Aquí la SGAE ha empeorado las cosas con interpretaciones adhoc de la propiedad intelectual abaladas por la Zeja.

Realmente como dice el 2º anónimo mientras no se clarifique que pasa con la SGAE y similares lo demás sobra:
Lo que hay que saber:
1-Cuanto recauda.
2-Conceptos por los que recauda.
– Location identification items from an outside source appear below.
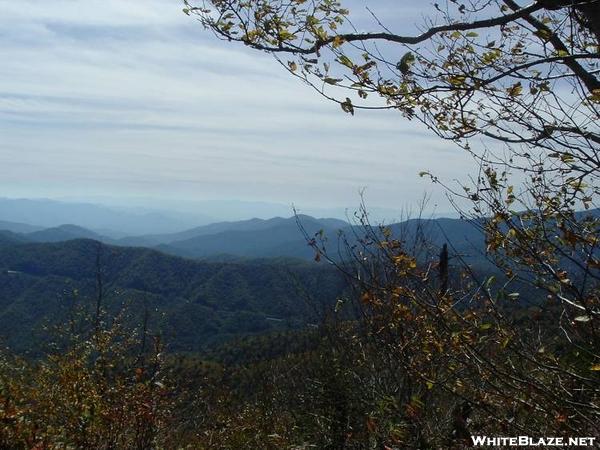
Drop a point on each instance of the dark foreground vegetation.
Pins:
(419, 349)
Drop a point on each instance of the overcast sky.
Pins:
(132, 98)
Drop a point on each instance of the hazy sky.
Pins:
(131, 98)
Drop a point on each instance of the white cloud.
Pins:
(124, 96)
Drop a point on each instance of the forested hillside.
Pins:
(193, 304)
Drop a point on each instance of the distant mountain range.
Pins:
(113, 222)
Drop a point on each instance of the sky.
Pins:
(133, 101)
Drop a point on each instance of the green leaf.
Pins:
(347, 106)
(405, 63)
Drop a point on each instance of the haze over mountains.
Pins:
(52, 221)
(203, 284)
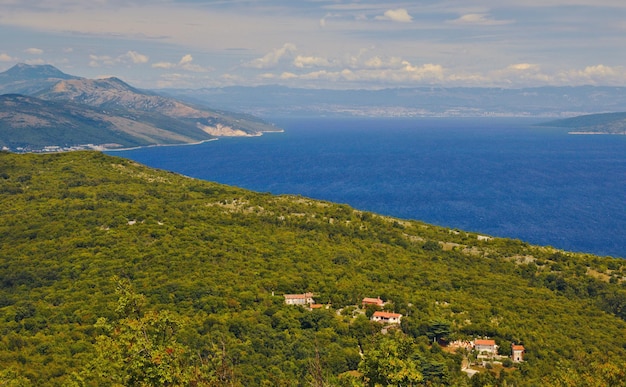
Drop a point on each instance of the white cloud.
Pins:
(310, 61)
(100, 60)
(377, 62)
(482, 19)
(523, 67)
(184, 64)
(35, 61)
(598, 74)
(34, 51)
(129, 57)
(6, 58)
(135, 57)
(400, 15)
(272, 58)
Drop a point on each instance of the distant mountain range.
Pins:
(272, 101)
(607, 123)
(42, 108)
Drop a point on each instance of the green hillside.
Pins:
(112, 273)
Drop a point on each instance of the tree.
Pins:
(438, 329)
(391, 361)
(141, 348)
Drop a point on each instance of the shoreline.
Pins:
(104, 149)
(156, 145)
(597, 133)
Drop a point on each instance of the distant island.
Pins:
(604, 123)
(45, 110)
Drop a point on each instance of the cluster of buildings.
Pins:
(306, 299)
(487, 348)
(484, 347)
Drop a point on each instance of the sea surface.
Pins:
(500, 177)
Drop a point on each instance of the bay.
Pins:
(501, 177)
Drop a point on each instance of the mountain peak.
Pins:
(23, 71)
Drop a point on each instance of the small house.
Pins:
(299, 299)
(386, 317)
(372, 301)
(517, 353)
(485, 346)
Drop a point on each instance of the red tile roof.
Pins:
(370, 300)
(387, 314)
(298, 296)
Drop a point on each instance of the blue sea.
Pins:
(501, 177)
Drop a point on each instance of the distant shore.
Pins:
(594, 133)
(156, 145)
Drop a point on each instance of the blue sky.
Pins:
(322, 43)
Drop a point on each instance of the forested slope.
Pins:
(112, 273)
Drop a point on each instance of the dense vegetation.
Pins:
(112, 273)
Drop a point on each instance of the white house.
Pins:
(299, 299)
(372, 301)
(486, 346)
(517, 353)
(386, 317)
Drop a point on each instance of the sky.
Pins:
(322, 43)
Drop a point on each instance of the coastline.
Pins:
(105, 149)
(597, 133)
(156, 145)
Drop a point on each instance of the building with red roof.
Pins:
(386, 317)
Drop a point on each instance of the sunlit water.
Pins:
(493, 176)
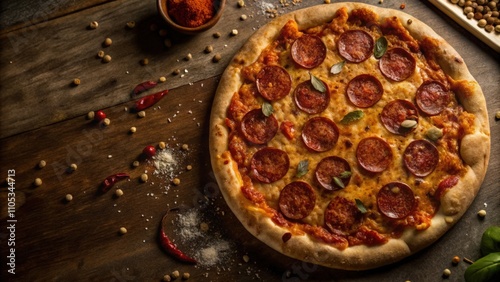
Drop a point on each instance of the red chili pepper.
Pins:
(150, 100)
(170, 247)
(111, 180)
(141, 87)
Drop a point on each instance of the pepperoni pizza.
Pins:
(348, 135)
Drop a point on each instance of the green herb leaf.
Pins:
(337, 68)
(484, 269)
(360, 206)
(317, 83)
(490, 241)
(345, 174)
(302, 168)
(352, 116)
(267, 109)
(380, 47)
(339, 182)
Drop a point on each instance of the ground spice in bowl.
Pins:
(191, 13)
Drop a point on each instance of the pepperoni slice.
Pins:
(308, 51)
(273, 82)
(329, 168)
(342, 215)
(432, 97)
(320, 134)
(355, 45)
(397, 64)
(364, 90)
(257, 128)
(420, 157)
(297, 200)
(269, 164)
(310, 100)
(395, 113)
(374, 154)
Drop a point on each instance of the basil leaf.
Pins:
(380, 47)
(352, 116)
(490, 241)
(339, 182)
(317, 83)
(267, 109)
(337, 68)
(345, 174)
(360, 206)
(484, 269)
(302, 168)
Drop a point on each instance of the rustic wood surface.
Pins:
(42, 117)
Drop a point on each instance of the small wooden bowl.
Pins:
(163, 11)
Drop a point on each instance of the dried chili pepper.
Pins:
(150, 100)
(170, 247)
(141, 87)
(111, 180)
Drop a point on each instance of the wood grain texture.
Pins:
(43, 117)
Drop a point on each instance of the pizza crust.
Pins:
(454, 203)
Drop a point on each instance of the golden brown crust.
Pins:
(474, 149)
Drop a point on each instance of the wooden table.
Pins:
(43, 117)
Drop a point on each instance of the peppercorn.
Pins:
(107, 42)
(106, 59)
(93, 25)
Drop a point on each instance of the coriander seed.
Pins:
(107, 42)
(37, 182)
(42, 164)
(106, 59)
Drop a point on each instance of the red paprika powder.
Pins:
(191, 13)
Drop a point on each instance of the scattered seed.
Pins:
(162, 145)
(106, 59)
(176, 181)
(446, 273)
(217, 57)
(107, 42)
(131, 24)
(42, 164)
(119, 192)
(93, 25)
(481, 214)
(37, 182)
(122, 230)
(455, 260)
(68, 197)
(209, 49)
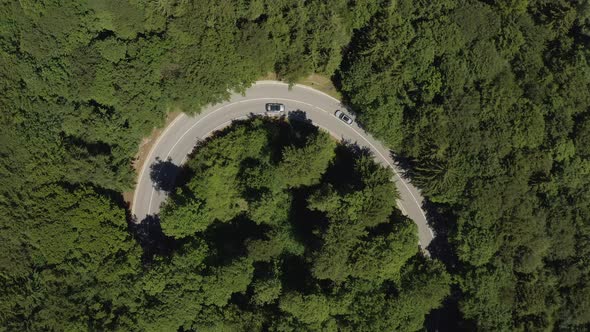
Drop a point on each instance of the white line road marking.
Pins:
(283, 99)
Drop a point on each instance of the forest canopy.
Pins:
(486, 102)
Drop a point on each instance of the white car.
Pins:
(343, 116)
(275, 108)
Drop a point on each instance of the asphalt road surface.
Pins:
(179, 138)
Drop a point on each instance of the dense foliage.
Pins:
(486, 101)
(489, 101)
(280, 244)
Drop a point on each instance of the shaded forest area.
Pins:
(486, 101)
(274, 227)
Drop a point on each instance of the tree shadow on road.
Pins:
(163, 174)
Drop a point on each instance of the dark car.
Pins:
(275, 107)
(343, 116)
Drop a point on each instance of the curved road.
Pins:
(179, 138)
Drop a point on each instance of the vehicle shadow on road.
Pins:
(163, 174)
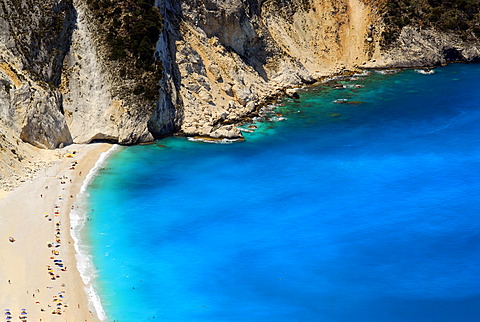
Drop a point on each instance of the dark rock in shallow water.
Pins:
(291, 93)
(345, 101)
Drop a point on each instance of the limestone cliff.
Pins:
(131, 71)
(234, 55)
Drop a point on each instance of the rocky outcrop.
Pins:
(233, 56)
(34, 39)
(426, 47)
(79, 71)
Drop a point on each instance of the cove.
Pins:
(361, 205)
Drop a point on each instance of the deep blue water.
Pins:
(341, 212)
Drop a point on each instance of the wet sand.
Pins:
(38, 270)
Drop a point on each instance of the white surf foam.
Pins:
(78, 218)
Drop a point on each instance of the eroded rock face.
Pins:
(34, 38)
(218, 61)
(233, 56)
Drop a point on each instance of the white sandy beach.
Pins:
(42, 279)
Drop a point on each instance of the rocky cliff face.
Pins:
(78, 70)
(34, 39)
(232, 56)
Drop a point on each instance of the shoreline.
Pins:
(39, 265)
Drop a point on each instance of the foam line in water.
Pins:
(78, 218)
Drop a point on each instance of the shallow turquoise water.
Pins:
(341, 212)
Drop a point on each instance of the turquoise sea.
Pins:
(360, 210)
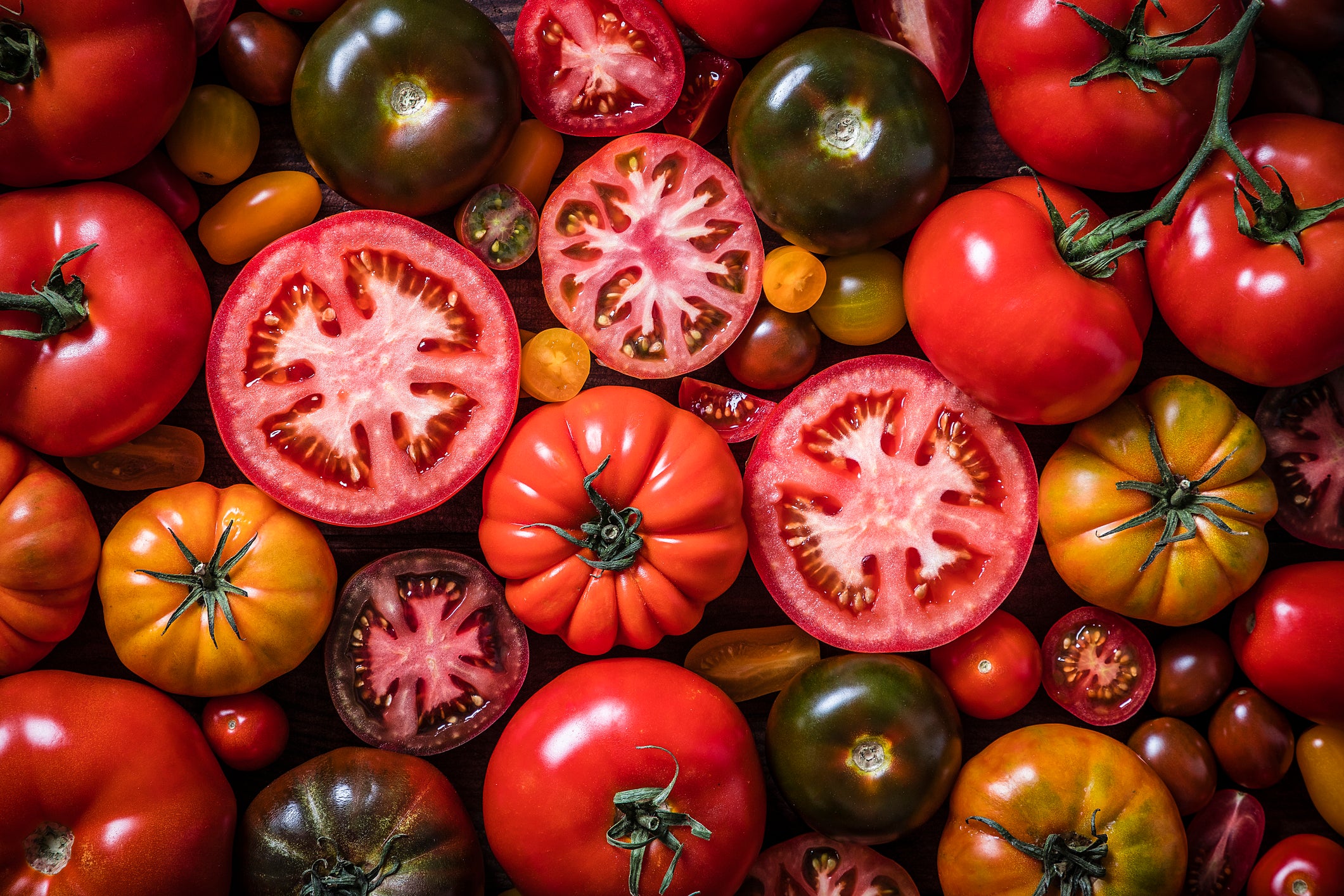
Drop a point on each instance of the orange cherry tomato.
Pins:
(257, 213)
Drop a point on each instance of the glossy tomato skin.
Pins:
(1108, 133)
(843, 141)
(65, 770)
(864, 747)
(550, 783)
(405, 105)
(113, 77)
(358, 800)
(1243, 307)
(1054, 345)
(1288, 634)
(124, 368)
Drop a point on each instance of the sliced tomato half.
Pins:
(651, 253)
(363, 368)
(887, 511)
(598, 68)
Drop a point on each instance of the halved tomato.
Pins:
(887, 511)
(651, 253)
(363, 368)
(598, 68)
(424, 653)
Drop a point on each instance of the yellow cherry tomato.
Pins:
(793, 278)
(215, 136)
(863, 303)
(257, 213)
(556, 364)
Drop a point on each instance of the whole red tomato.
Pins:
(128, 319)
(1106, 133)
(106, 786)
(1002, 315)
(1246, 307)
(637, 752)
(97, 85)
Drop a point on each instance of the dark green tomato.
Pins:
(368, 809)
(843, 141)
(864, 747)
(406, 104)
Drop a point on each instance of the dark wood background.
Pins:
(1039, 599)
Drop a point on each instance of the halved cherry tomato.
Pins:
(734, 416)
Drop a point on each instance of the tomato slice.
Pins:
(651, 253)
(889, 511)
(598, 68)
(736, 416)
(1097, 665)
(363, 368)
(424, 652)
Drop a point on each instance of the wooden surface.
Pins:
(1039, 599)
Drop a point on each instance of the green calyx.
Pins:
(644, 819)
(208, 585)
(1175, 500)
(61, 304)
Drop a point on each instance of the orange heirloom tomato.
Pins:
(615, 516)
(49, 555)
(1156, 507)
(214, 591)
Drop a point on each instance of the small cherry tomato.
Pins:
(556, 366)
(712, 82)
(992, 670)
(257, 213)
(863, 303)
(162, 458)
(499, 225)
(793, 278)
(774, 350)
(215, 136)
(248, 731)
(260, 54)
(1251, 739)
(1182, 758)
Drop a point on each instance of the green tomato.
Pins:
(862, 303)
(406, 104)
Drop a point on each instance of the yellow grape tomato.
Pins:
(215, 136)
(257, 213)
(752, 663)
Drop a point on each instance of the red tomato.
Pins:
(887, 511)
(597, 735)
(992, 670)
(651, 253)
(105, 85)
(1108, 133)
(248, 731)
(742, 29)
(598, 68)
(98, 774)
(120, 370)
(1249, 308)
(1003, 316)
(363, 368)
(1288, 636)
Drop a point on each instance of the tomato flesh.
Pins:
(887, 509)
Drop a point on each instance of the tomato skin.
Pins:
(49, 555)
(124, 368)
(63, 760)
(113, 79)
(1054, 347)
(1105, 135)
(547, 809)
(1241, 305)
(1288, 634)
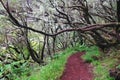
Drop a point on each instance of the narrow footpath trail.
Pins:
(77, 69)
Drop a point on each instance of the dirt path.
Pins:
(77, 69)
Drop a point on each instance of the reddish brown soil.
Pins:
(77, 69)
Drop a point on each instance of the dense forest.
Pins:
(38, 36)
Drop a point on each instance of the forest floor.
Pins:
(77, 69)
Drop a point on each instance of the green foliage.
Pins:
(101, 69)
(118, 66)
(54, 69)
(14, 70)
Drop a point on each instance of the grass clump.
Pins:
(54, 69)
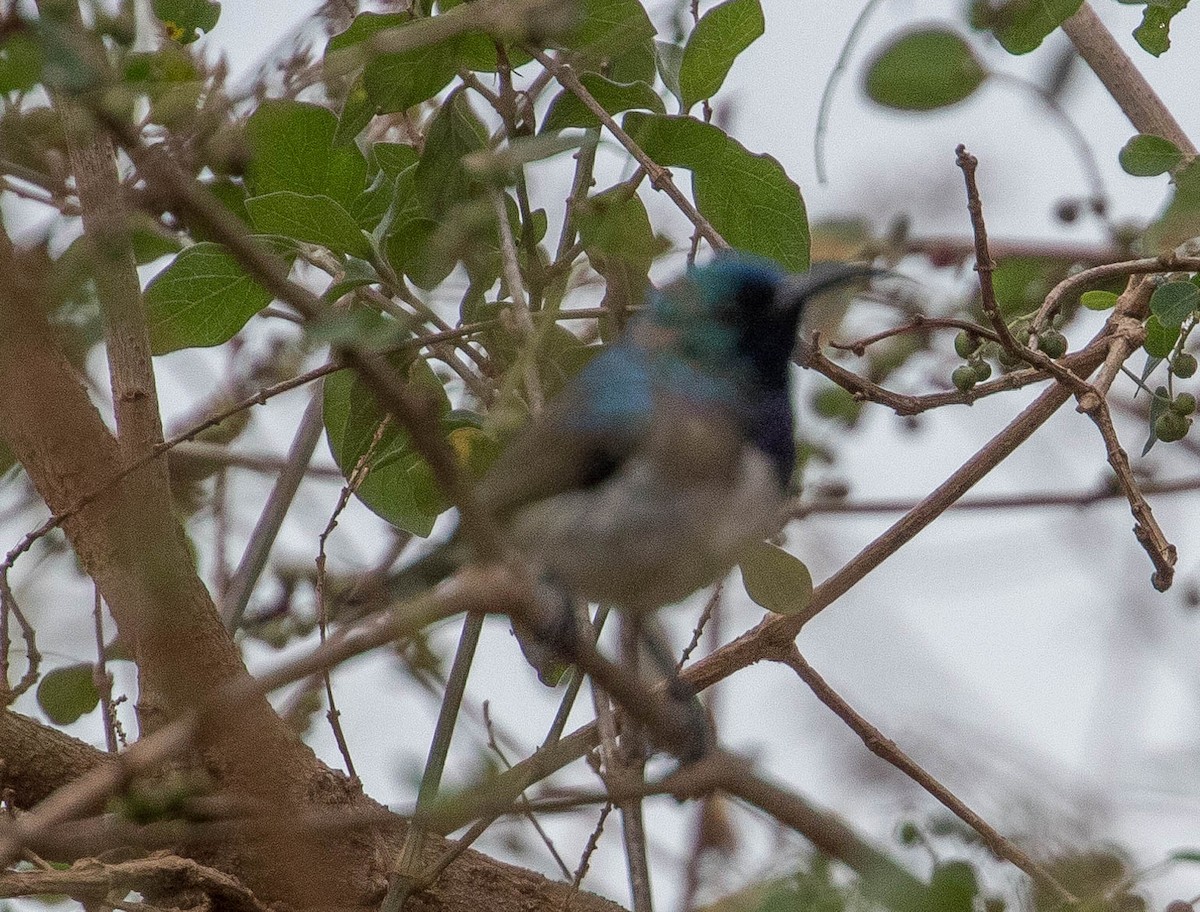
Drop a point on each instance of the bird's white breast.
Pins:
(672, 519)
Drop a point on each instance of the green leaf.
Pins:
(924, 71)
(1099, 300)
(358, 109)
(21, 63)
(358, 273)
(1155, 33)
(721, 34)
(615, 36)
(1020, 25)
(1181, 219)
(567, 111)
(185, 19)
(1174, 303)
(1146, 156)
(749, 198)
(67, 694)
(393, 159)
(669, 59)
(397, 82)
(292, 148)
(202, 299)
(953, 887)
(621, 245)
(775, 580)
(1159, 339)
(399, 485)
(441, 180)
(1158, 405)
(310, 219)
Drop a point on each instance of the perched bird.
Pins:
(671, 450)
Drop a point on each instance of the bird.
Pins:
(670, 453)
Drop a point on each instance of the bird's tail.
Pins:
(823, 276)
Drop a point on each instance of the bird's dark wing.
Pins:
(583, 436)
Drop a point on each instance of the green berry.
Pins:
(1185, 403)
(1185, 365)
(964, 378)
(966, 343)
(1171, 426)
(1009, 360)
(1053, 343)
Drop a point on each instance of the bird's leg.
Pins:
(681, 693)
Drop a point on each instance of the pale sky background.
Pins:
(1023, 657)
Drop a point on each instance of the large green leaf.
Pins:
(923, 71)
(310, 219)
(1020, 25)
(397, 82)
(399, 485)
(616, 36)
(292, 149)
(749, 198)
(202, 299)
(721, 34)
(567, 111)
(69, 693)
(1146, 156)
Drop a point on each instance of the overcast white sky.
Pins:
(1026, 663)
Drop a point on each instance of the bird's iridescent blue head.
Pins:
(741, 313)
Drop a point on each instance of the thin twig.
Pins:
(1121, 77)
(882, 747)
(279, 502)
(660, 178)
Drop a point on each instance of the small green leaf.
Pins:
(67, 694)
(292, 148)
(1097, 300)
(721, 34)
(185, 19)
(1146, 156)
(358, 109)
(615, 36)
(399, 486)
(567, 111)
(1159, 405)
(749, 198)
(924, 71)
(1020, 25)
(953, 887)
(775, 580)
(1181, 219)
(1159, 337)
(21, 63)
(201, 299)
(1174, 303)
(310, 219)
(669, 58)
(1155, 33)
(393, 159)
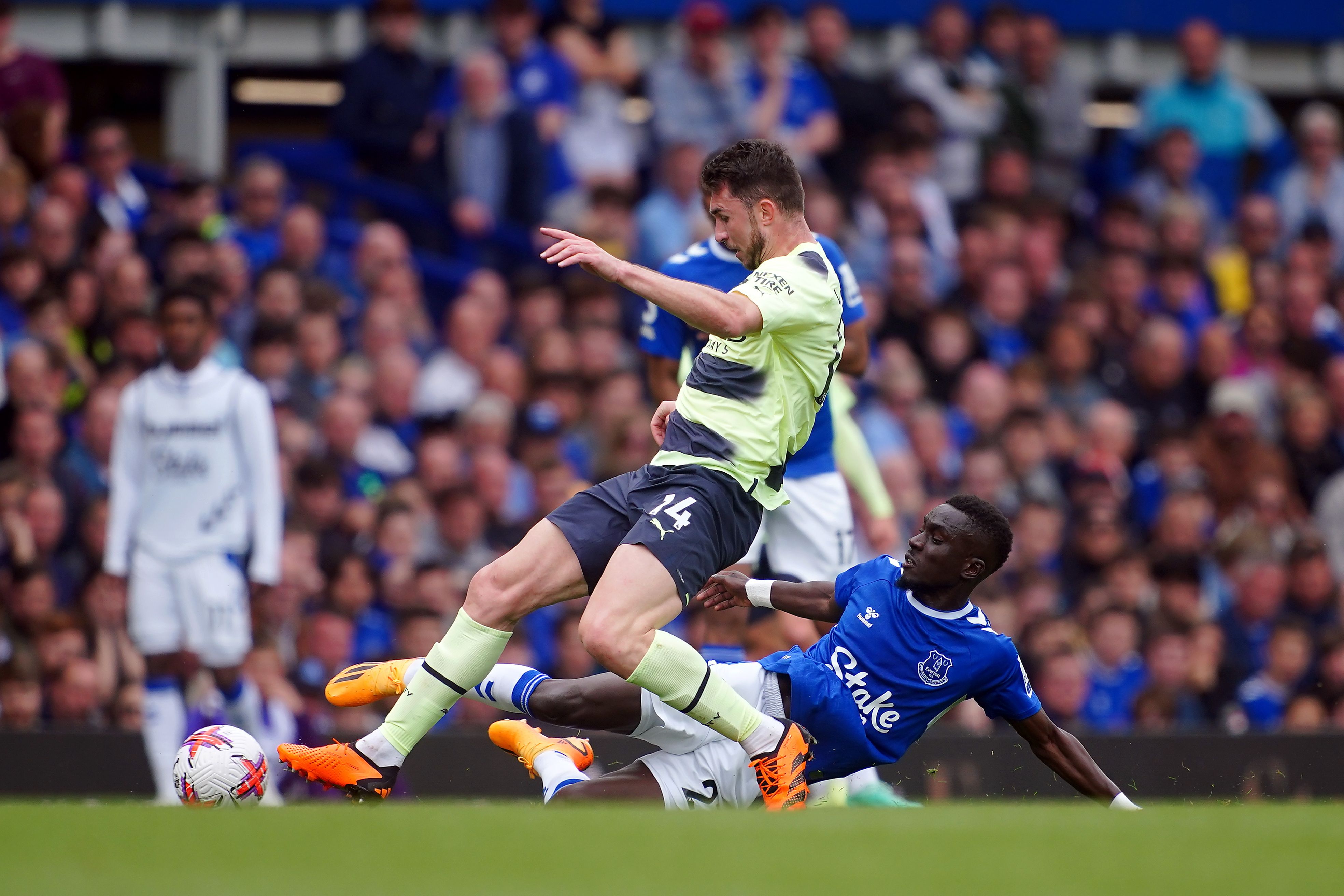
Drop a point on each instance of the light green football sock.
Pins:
(675, 672)
(453, 667)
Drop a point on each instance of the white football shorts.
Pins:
(811, 538)
(695, 766)
(198, 605)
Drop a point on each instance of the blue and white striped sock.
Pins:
(557, 771)
(507, 687)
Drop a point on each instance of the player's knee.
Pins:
(495, 598)
(560, 703)
(600, 636)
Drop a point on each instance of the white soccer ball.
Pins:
(220, 765)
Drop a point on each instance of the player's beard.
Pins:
(754, 252)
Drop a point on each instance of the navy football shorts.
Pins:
(695, 521)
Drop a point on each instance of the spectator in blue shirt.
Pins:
(1180, 292)
(260, 197)
(389, 92)
(1001, 315)
(1265, 696)
(1116, 673)
(119, 197)
(542, 83)
(673, 215)
(1314, 188)
(496, 165)
(1261, 590)
(791, 101)
(695, 96)
(1173, 174)
(1228, 119)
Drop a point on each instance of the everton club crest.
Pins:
(933, 669)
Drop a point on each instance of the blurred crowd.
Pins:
(1144, 370)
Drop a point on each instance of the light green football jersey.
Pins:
(749, 403)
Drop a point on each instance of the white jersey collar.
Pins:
(938, 614)
(208, 370)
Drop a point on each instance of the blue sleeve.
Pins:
(846, 585)
(854, 310)
(662, 333)
(445, 100)
(882, 570)
(1008, 695)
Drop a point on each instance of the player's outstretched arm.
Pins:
(1067, 758)
(807, 600)
(727, 315)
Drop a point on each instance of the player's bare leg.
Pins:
(621, 629)
(541, 570)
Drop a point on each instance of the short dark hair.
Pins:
(316, 473)
(988, 523)
(186, 293)
(1176, 567)
(754, 170)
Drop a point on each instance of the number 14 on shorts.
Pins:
(678, 512)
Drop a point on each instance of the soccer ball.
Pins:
(220, 765)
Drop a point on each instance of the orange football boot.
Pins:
(526, 742)
(339, 766)
(367, 682)
(783, 774)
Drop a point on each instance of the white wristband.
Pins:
(1124, 804)
(759, 593)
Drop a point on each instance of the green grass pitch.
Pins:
(506, 850)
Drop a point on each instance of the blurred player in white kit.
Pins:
(195, 491)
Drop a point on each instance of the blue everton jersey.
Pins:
(892, 668)
(710, 264)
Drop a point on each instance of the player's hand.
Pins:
(577, 250)
(659, 425)
(725, 590)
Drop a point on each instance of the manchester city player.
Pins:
(811, 538)
(908, 645)
(812, 535)
(644, 543)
Directamente pagado el consumidor, lo pagado por radios-TV-Bares- ascensores-....
3-La ingresado por el canon,....
etc
y como se distribuye, o sea como gastan: los autores y que autores (o herederos...), los gestores, etc

Y lo más importante saber que está en su lista y fuera de la lista de las sociedades de autores. Me niego a pensar que sobre el Lazarillo de Tormes hay derechos de Copyright, y no sé cuantos herederos de Cervantes pueden reclamar ahora, en música no si ha pasado determinado tiempo lo mismo desde las cantatas medievales tan anónimas como el Lazarillo a Prokofief (no se si se escribe así).

José Luis González Quirós dijo...

Para Anónimo: Estoy de acuerdo con sus propuestas, aunque no creo que los problemas vengan de los escritores. Creo que los agentes del mundo musical han exagerado su protección y sus ganancias y es la hora del recorte.

José Luis González Quirós dijo...

Para anónimo 3: me parece absolutamente esencial que la SGAE diese a conocer sus ingresos y su distribución del dinero recaudado; no lo hacen porque sería un escándalo mayúsculo, pero habría que obligarles porque funcionan con fondos que se obtienen mediante leyes.